The lesson in socializing and socialism was given to about a dozen students from the selective Beacon School on the Upper West Side, which for years has organized extravagant overseas trips with complementary semester-long classes.
Some past destinations include France, Spain, South Africa, Venezuela, Mexico and, according to the school Web site, Cuba in 2004 and 2005.
The principal, Ruth Lacey, insisted she did not approve the April 1-10 jaunt, in which students and teachers said the group was briefly detained on their return by American customs officials in The Bahamas and now faces fines.
In a telephone interview, Lacey initially claimed to have no knowledge of the trip but later recalled having denied approval for it. She said the teacher, Nathan Turner, then took it upon himself to arrange the excursion.
Turner, 35, a popular teacher whose classroom walls, students said, are adorned with posters of Cuban dictator Fidel Castro and Marxist revolutionary Che Guevara, declined to comment.
"I don't know anything about the trip because it wasn't school-sponsored. I only care about the trips that go through the school," Lacey said. "This, to me, would be an outrage if it happened."
But the trip was advertised on the school's Web site in the fall. And a list of 30 students selected in November to take the journey and to attend preparation classes for it could be found on its Web site last week.
It was not clear how many students actually went, though sources said it was about a dozen.
Asked whether the previous trips to Cuba had been approved, Lacey said they had, explaining, "At the time, I think the climate in the country was different."
City Department of Education spokesman David Cantor said the agency denied the school permission to run the trip and that, after The Post's inquiries, had asked city investigators to look into how the excursion and any previous jaunts got off the ground.
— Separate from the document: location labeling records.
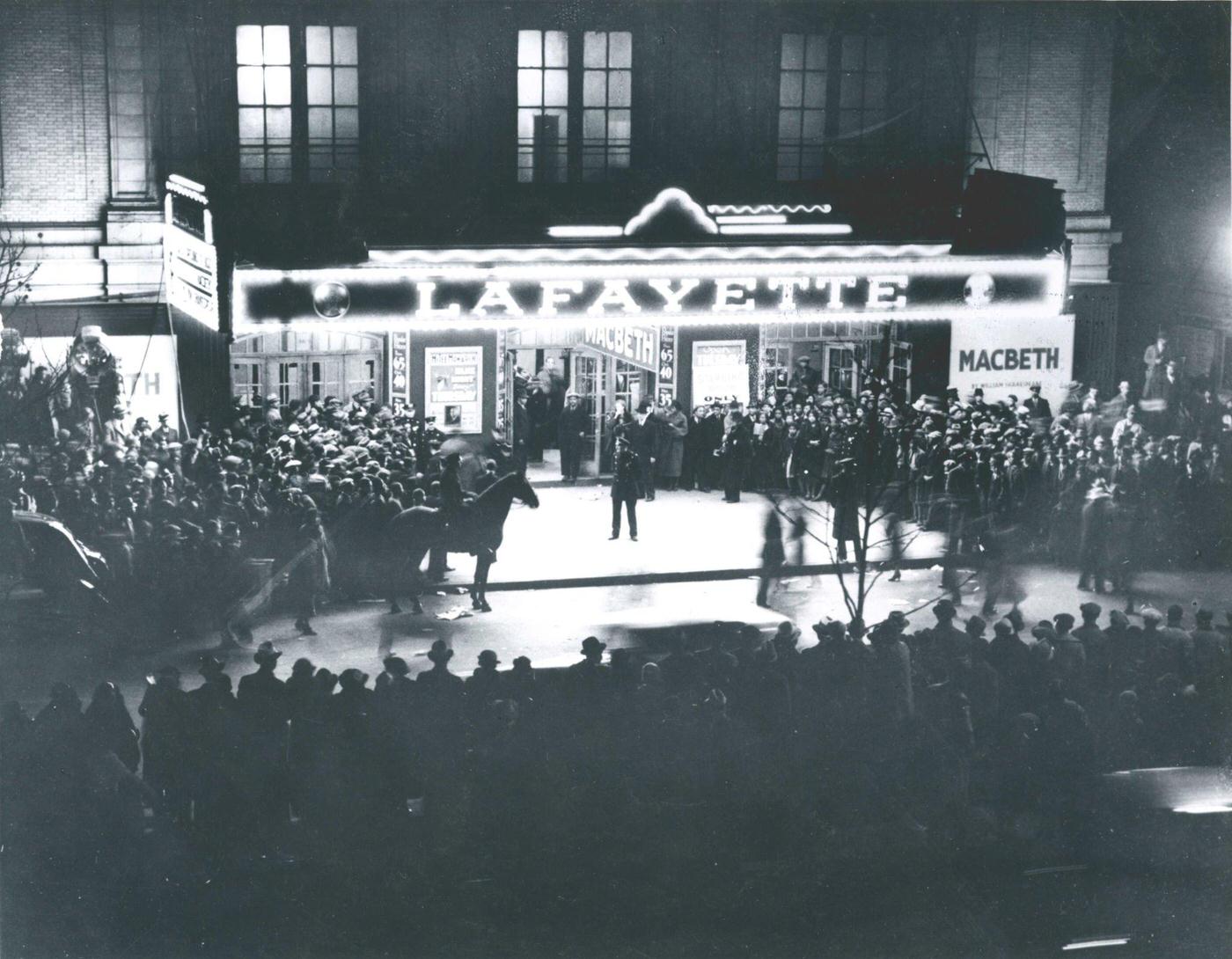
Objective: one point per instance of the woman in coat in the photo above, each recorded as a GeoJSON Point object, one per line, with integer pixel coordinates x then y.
{"type": "Point", "coordinates": [626, 487]}
{"type": "Point", "coordinates": [669, 455]}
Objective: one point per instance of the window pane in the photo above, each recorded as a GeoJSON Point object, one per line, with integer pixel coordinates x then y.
{"type": "Point", "coordinates": [792, 52]}
{"type": "Point", "coordinates": [320, 123]}
{"type": "Point", "coordinates": [619, 126]}
{"type": "Point", "coordinates": [277, 85]}
{"type": "Point", "coordinates": [526, 123]}
{"type": "Point", "coordinates": [556, 48]}
{"type": "Point", "coordinates": [853, 53]}
{"type": "Point", "coordinates": [530, 48]}
{"type": "Point", "coordinates": [818, 49]}
{"type": "Point", "coordinates": [788, 125]}
{"type": "Point", "coordinates": [875, 90]}
{"type": "Point", "coordinates": [252, 123]}
{"type": "Point", "coordinates": [347, 46]}
{"type": "Point", "coordinates": [248, 45]}
{"type": "Point", "coordinates": [875, 53]}
{"type": "Point", "coordinates": [813, 125]}
{"type": "Point", "coordinates": [594, 49]}
{"type": "Point", "coordinates": [620, 49]}
{"type": "Point", "coordinates": [556, 88]}
{"type": "Point", "coordinates": [530, 88]}
{"type": "Point", "coordinates": [620, 88]}
{"type": "Point", "coordinates": [593, 125]}
{"type": "Point", "coordinates": [320, 89]}
{"type": "Point", "coordinates": [317, 46]}
{"type": "Point", "coordinates": [347, 123]}
{"type": "Point", "coordinates": [277, 123]}
{"type": "Point", "coordinates": [347, 86]}
{"type": "Point", "coordinates": [815, 90]}
{"type": "Point", "coordinates": [594, 89]}
{"type": "Point", "coordinates": [852, 92]}
{"type": "Point", "coordinates": [790, 90]}
{"type": "Point", "coordinates": [250, 85]}
{"type": "Point", "coordinates": [277, 45]}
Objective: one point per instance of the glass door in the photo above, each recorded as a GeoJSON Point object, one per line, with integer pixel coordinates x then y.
{"type": "Point", "coordinates": [584, 379]}
{"type": "Point", "coordinates": [840, 370]}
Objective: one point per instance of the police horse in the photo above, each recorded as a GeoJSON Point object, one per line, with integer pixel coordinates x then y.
{"type": "Point", "coordinates": [478, 530]}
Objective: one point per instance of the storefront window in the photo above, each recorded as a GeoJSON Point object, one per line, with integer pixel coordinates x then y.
{"type": "Point", "coordinates": [841, 372]}
{"type": "Point", "coordinates": [289, 382]}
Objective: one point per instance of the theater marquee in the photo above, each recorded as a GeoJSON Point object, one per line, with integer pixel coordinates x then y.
{"type": "Point", "coordinates": [619, 286]}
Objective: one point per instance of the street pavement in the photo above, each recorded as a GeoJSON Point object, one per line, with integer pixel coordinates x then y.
{"type": "Point", "coordinates": [678, 532]}
{"type": "Point", "coordinates": [545, 625]}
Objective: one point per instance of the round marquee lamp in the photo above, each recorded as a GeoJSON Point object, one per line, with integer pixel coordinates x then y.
{"type": "Point", "coordinates": [979, 289]}
{"type": "Point", "coordinates": [330, 299]}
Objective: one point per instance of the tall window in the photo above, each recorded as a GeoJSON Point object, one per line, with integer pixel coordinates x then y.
{"type": "Point", "coordinates": [333, 57]}
{"type": "Point", "coordinates": [606, 98]}
{"type": "Point", "coordinates": [600, 132]}
{"type": "Point", "coordinates": [833, 94]}
{"type": "Point", "coordinates": [803, 74]}
{"type": "Point", "coordinates": [862, 92]}
{"type": "Point", "coordinates": [273, 123]}
{"type": "Point", "coordinates": [542, 106]}
{"type": "Point", "coordinates": [262, 82]}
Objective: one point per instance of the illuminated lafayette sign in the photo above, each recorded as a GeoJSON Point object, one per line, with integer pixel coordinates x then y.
{"type": "Point", "coordinates": [655, 286]}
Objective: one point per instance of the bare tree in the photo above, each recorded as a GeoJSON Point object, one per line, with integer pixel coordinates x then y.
{"type": "Point", "coordinates": [16, 274]}
{"type": "Point", "coordinates": [866, 490]}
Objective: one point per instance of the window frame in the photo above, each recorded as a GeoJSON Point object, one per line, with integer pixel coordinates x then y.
{"type": "Point", "coordinates": [834, 137]}
{"type": "Point", "coordinates": [572, 164]}
{"type": "Point", "coordinates": [299, 166]}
"This trip should not have happened," Cantor said.
Some parents of students who made the journey said they knew it was not sanctioned by the school, with some recalling receiving a letter from Beacon describing the excursion as "an independent trip."
The Rev. Earl Kooperkamp, pastor at St. Mary's Episcopal Church in Harlem, said he was unclear on the travel restrictions to Cuba but allowed his son to go because he and his wife felt the experience would be educational.
He added that he was unaware that the students got into hot water at customs but that he was not overly concerned with the consequences.
"It concerns me more that we have a blockade on Cuba that's lasted more than 40 years," Kooperkamp said.
Molly Millerwise, spokeswoman for the Treasury Department's Office of Foreign Assets Controls, which enforces economic sanctions and grants licenses for travel to Cuba, would neither confirm nor deny that students and the teacher were detained.
But she said educational travel licenses are granted only to college and graduate-school students who plan trips no shorter than 10 weeks long, and that individuals violating the sanctions face penalties ranging from a warning to $65,000 in fines.
Traveling to Cuba has been difficult for Americans since 1962, but tighter restrictions adopted in 2003 made visits by high-school students with no family on the island near impossible, travel agents say.
"I don't see a legal way for high-school kids to go [to Cuba] right now, given what the restrictions say," said Malia Everette, travel director for Global Exchange, a San Francisco-based company that arranges professional and educational tours to Cuba and worked with Beacon on its Venezuela trip in 2006.
"I'm turning away undergraduates as well as high-school students left and right," she said. "It's not the time or place right now."